I’m currently working on custom scaling of a bone. For this purpose I’m using 6 landmarks (4 at the distal end, 2 at the proximal end) as target points of the RBF transformation with a linear transformation as pre-transform. The results look quite physiologic.
My question is of general nature about the landmark-based scaling:
I´m wondering how accurate the scaling method works at the exact locations of the landmarks.
Concerning my example, is the transformation of the distal end with more landmarks more accurate than the proximal end with less landmarks?
Is there an easy way to read out the remaining distance of each landmark to the bony surface after the transformation?

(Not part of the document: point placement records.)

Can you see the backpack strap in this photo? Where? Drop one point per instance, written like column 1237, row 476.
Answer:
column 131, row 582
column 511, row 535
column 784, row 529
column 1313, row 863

RBF should transform the source points into the target points, and other points will be interpolated/extrapolated using constructed transformation. You can simply measure a distance between the target points, and the source points subjected to the constructed transformation to see the difference.
So if you want a certain point to follow morphing precisely - add it to the landmark protocol.-
I compared the distance between the target landmarks and the actual distance of the landmarks in the model after RBF transformation. It comes quite close but there is still a deviation of about 3 to 5 millimeters in absolute distance (depending on which distance I compare).
If I understand your reply correctly, the RBF transformation will always lead to exact positioning of the target landmarks on the surface. Is it thus right to assume that the settings of my transformation could not lead to the deviation I described above?
The code seems to be correct, but you use a pretransform.
Could you make a standalone example to demonstrate the problem? Could the error come from elsewhere?
Thanks, this is good to know. I will have a look at the remaining parts of my model and get back to you with an example in case I don´t find the error.